Nor have they conducted a detailed technology audit of her computer system to determine whether foreign intelligence agencies or individual hackers accessed that server and thus the classified and sensitive information stored on that server.

Federal employees are strongly warned against using their personal emails for government business for several reasons:

  • Doing so makes it impossible for agencies to comply with the Federal Records Act and other federal laws and regulations that require the preservation of federal records, including email communications.
  • Doing so makes it impossible for federal agencies to comply with the Freedom of Information Act. In fact, we know that this has happened with the State Department, which has not fully responded to numerous FOIA requests because it did not have access to Clinton’s emails. Of course, it never told that to organizations like the Associated Press, which was forced to sue the Department over its lack of compliance with the law. According to the New York Times, a very annoyed federal judge, Richard Leon, recently told the State Department that he intended “to find out what was going on over there” or more accurately “what’s not going on over there” with the Department’s lack of response to FOIA requests from the AP that are over four years old.

Finally, you don’t have to be a skilled computer professional to know how vulnerable home computers are to unauthorized access or to realize that sensitive and classified information should  be discussed only on government computer and email communication systems.

Those systems have very expensive, very vigorous security protections that are constantly monitored and enhanced. Yet Hillary Clinton essentially ignored this enormous risk by using her home computer system.

What plausible reason was there to set up such a personal system?

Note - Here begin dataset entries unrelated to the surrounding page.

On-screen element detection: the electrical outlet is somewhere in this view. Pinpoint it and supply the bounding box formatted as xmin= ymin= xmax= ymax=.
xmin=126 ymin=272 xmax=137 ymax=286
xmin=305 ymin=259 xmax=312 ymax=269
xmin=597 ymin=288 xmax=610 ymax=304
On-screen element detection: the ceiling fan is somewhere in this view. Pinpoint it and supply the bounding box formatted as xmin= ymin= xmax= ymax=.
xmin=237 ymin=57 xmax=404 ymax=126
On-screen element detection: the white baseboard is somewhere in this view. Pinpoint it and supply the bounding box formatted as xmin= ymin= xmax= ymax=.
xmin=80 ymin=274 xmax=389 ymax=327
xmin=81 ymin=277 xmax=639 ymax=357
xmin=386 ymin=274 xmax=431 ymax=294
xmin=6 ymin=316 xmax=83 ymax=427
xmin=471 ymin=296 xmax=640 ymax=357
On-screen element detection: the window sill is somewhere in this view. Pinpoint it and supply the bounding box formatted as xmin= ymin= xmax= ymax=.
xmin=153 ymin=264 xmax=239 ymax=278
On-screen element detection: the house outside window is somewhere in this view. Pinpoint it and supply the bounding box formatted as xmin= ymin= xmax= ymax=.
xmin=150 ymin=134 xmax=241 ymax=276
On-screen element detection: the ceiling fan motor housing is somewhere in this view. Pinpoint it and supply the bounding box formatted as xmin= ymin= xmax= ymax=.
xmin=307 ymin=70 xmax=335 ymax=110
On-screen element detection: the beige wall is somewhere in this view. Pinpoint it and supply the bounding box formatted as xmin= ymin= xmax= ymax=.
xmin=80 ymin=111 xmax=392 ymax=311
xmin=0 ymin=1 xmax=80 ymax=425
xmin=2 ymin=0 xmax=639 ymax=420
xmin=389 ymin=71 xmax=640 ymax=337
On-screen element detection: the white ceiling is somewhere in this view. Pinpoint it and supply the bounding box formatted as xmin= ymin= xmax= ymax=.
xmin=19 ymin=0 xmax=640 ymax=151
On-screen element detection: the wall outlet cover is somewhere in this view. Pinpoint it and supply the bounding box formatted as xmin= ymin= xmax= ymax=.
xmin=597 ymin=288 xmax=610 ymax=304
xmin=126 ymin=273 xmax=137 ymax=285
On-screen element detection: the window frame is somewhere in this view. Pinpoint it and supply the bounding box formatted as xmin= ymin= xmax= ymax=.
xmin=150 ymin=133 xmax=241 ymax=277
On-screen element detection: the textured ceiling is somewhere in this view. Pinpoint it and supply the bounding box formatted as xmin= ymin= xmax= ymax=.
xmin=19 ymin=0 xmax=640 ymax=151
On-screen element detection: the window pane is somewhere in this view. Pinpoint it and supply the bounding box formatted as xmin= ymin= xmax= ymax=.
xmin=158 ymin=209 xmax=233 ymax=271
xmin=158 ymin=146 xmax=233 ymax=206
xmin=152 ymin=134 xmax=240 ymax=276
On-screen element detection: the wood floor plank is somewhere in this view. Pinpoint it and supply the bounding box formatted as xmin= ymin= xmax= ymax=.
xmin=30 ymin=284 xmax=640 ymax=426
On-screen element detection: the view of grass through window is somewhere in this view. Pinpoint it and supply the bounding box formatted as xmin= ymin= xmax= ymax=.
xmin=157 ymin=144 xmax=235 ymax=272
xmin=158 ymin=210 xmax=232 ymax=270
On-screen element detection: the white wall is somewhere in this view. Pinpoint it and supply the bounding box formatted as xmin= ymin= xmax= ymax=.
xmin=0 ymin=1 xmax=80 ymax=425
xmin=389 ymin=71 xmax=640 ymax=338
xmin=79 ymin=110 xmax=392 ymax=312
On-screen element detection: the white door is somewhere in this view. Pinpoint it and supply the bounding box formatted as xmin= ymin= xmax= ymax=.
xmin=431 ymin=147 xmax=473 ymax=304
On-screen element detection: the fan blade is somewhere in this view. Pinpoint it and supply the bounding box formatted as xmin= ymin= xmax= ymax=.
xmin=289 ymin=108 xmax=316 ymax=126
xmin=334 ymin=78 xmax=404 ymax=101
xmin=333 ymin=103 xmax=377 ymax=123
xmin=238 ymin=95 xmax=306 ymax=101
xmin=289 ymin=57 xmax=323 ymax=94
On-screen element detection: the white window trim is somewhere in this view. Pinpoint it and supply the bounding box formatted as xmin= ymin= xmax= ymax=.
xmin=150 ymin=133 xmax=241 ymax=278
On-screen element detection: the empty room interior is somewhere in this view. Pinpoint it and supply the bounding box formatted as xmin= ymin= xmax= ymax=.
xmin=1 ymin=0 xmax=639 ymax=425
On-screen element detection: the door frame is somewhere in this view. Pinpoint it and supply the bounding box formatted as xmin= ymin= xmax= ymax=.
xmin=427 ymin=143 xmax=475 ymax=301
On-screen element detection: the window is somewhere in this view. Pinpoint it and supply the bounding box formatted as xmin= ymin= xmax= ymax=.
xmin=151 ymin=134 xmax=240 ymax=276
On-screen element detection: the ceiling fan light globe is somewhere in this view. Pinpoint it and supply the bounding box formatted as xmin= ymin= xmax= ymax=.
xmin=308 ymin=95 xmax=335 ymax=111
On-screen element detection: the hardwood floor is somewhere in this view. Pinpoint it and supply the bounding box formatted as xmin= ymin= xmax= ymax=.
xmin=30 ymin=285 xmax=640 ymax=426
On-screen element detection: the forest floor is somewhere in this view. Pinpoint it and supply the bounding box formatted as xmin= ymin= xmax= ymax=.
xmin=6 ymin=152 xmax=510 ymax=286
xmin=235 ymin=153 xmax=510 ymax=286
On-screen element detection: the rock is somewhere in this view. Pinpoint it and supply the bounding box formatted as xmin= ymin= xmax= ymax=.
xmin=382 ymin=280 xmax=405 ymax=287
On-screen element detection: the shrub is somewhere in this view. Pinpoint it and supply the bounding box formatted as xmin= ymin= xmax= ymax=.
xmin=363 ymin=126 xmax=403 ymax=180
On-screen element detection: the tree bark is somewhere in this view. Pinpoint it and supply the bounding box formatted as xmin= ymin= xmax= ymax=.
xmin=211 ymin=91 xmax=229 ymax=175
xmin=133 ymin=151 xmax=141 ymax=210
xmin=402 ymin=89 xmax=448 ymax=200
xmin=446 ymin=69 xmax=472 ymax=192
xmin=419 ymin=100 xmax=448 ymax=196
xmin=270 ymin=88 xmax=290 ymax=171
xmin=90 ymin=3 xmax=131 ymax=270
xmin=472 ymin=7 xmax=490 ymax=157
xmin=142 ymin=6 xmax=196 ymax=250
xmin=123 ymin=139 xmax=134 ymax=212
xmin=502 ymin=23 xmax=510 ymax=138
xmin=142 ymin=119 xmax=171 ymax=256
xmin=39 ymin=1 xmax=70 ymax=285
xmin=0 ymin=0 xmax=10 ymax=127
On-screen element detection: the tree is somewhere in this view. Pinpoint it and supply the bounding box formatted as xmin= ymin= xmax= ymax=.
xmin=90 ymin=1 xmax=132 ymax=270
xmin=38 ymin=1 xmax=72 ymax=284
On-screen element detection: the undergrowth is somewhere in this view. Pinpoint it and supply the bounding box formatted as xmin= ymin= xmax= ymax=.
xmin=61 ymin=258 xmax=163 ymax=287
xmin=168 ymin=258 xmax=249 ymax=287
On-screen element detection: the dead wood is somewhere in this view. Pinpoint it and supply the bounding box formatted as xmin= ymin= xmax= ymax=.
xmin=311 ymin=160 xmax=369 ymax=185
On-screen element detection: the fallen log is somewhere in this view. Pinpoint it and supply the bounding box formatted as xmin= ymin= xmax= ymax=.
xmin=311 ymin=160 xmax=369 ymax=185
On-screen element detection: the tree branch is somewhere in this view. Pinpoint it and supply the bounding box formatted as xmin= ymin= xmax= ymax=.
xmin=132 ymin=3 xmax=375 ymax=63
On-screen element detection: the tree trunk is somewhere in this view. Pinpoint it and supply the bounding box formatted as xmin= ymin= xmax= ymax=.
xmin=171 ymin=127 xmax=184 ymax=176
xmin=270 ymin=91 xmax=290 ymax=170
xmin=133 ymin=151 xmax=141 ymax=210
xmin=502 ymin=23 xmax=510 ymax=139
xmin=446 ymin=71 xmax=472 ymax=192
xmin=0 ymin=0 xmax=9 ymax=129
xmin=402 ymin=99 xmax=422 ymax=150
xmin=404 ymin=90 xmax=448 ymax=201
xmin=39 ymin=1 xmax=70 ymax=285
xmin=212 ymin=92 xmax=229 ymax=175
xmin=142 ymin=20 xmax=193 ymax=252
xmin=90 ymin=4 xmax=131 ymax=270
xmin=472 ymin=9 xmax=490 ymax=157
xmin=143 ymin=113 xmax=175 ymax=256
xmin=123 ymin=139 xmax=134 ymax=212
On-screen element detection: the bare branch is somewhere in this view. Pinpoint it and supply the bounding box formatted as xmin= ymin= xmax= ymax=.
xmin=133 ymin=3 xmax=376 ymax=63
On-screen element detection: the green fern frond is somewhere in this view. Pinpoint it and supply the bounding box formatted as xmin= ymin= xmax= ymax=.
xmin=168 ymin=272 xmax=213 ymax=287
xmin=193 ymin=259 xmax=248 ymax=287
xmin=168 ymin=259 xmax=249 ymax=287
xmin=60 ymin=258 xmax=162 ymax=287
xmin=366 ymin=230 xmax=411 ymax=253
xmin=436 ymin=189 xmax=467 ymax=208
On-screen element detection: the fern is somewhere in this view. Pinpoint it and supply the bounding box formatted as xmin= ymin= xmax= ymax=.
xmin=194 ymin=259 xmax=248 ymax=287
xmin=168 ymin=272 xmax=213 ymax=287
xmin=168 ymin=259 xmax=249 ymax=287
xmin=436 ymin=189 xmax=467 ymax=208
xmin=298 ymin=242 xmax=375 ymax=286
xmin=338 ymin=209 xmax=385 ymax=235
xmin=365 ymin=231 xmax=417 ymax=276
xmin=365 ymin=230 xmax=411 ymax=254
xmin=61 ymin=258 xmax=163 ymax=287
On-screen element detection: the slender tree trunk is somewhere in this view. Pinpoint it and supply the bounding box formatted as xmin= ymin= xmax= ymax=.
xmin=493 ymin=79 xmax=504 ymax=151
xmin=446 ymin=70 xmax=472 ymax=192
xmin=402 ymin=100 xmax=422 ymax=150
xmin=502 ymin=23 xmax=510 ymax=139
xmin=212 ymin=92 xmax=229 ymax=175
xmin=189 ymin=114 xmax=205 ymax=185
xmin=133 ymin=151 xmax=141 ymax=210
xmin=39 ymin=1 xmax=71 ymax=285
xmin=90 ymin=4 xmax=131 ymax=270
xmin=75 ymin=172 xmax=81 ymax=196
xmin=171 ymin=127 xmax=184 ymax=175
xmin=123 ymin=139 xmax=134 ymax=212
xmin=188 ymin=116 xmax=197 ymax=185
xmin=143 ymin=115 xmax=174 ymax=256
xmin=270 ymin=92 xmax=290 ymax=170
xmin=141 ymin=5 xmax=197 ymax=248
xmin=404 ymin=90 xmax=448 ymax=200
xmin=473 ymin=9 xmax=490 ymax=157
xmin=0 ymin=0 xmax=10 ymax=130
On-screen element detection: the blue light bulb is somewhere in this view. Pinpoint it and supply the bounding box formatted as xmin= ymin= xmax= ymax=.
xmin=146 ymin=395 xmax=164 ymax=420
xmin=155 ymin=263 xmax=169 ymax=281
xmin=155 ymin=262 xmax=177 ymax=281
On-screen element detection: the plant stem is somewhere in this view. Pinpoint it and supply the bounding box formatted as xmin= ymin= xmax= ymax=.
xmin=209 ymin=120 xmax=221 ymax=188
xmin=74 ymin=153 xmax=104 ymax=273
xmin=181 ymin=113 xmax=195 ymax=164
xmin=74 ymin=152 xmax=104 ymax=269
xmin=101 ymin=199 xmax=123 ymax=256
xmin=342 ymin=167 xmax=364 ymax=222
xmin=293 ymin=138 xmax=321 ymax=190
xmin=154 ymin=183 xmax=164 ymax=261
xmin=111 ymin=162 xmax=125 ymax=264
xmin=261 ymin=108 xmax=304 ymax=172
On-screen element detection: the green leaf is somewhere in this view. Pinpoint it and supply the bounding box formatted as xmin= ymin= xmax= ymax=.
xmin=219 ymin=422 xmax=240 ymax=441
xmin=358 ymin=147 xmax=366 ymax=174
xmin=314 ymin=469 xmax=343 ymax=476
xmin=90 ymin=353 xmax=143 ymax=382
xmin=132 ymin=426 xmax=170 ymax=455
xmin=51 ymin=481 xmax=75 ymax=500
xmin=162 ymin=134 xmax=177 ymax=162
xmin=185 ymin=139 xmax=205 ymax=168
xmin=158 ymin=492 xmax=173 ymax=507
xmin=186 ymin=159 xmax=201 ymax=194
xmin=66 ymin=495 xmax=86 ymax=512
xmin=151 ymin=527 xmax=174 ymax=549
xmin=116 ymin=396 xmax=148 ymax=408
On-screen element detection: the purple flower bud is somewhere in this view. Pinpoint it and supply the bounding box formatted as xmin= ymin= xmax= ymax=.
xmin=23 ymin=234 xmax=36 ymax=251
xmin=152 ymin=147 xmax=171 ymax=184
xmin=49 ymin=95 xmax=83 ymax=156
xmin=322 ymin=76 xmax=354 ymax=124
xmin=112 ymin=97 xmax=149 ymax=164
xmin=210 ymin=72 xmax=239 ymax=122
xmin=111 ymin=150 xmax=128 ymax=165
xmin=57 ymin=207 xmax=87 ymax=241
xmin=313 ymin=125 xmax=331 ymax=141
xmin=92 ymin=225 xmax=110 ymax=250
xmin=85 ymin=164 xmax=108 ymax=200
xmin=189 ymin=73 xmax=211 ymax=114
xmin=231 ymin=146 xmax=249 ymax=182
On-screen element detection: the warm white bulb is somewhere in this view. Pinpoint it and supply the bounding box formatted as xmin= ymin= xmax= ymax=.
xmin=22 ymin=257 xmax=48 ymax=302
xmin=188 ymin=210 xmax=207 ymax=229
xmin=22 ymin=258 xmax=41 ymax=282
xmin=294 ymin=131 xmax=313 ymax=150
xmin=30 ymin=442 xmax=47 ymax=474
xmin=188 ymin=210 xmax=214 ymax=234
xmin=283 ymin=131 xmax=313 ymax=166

I used a government-issued cell phone and BlackBerry for my voice and email communications when I worked for the Justice Department.

They were not any harder to use than Hillary Clinton’s personal device that she was running her emails and calls through.

Such facts inevitably raise questions about avoiding congressional oversight, the Freedom of Information Act, and the retention of communications by federal archivists.

One question that needs to be answered is whether Clinton’s actions also damaged the national security of the United States and put us at a disadvantage in the conduct of our foreign policy by giving hackers and foreign agencies access to high-level State Department communications and discussions.

We won’t know the answer to that question until the Justice Department conducts a thorough and intensive investigation—including a complete audit of Clinton’s home computer system.

Whether this Justice Department will conduct such an independent, credible investigation is another question.